Dr. Pieter Mulder, leader of the FF Plus, today in Parliament during the Human Rights Debate spoke about this issue. His full speech follows below:


Speaker,

Yesterday, the Honourable deputy president said that all of us, as leaders, need to act against the cancer of racism.

I agree one hundred percent with him. Leaders must set an example. But let me give an example to show what a complicated country South Africa is.

Recently an old couple was attacked by three young men on their smallholding near De Wildt. Mr. Motswaledi Moloto is 80 and his wife, Constance Moloto is 74. The attackers were three young white men. The young white men attacked Mrs. Moloto with an axe and made racist remarks. When Mr. Moloto refused to give the keys of his vehicle to the young men, they took an iron and burnt his legs with it. The neighbours, who later took him to hospital, described how the skin fell of his legs as a result of all his wounds on his legs.

Is this ordinary crime or is it racism? About this one finds different opinions. I would describe it as white racism due to the cruelty of the crime and the racist comments.

The attack did take place earlier this year, with one difference. You did not read about it in the media. The newspapers and television largely ignored it.

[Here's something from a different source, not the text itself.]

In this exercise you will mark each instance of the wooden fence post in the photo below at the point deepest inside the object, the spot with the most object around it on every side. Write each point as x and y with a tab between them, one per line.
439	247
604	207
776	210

Why? Because the attack was not perpetrated on Mr. Moloto, but on the old couple Hannes and Annetjie van der Merwe from De Wildt. They are white and the attackers were black. If it had been three young white men who had attacked a black old couple, it would have brought South Africa to a standstill; every talk radio programme would have discussed racism for hours, the human rights commission would immediately have started an investigation and politicians would angrily have issued media statements about it.

Why these double standards? Is it political correctness? Are journalists scared to tell the truth?

Of course it is not only white farmers who are being killed. Elisa Mokoenat and Augustine Khonjana, two farmworkers were strangled during a farm attack and shot in the stomach. Last year in the Free State a black commercial farmer was shot dead by attackers and his wife was kicked and shot.

Statistics show that in South Africa many more black people are murdered than white. The world’s average for murders are 7 in 100 000 of the population. The South African average is 31. For police officers it is 54 and for farmers and farmworkers it is 133. Clearly it’s a crisis.

Section 12 of the Constitution reads:

Everyone has the right to freedom and security of the person, which includes the right
c. to be free from all forms of violence from either public or private sources;
d. not to be tortured in any way; and
e. not to be treated or punished in a cruel, inhuman or degrading way.

When cash-in-transit heists were a crisis, the minister of police made it a priority crime. Within two years the problem was largely solved. Why can this also not be done with farm murders?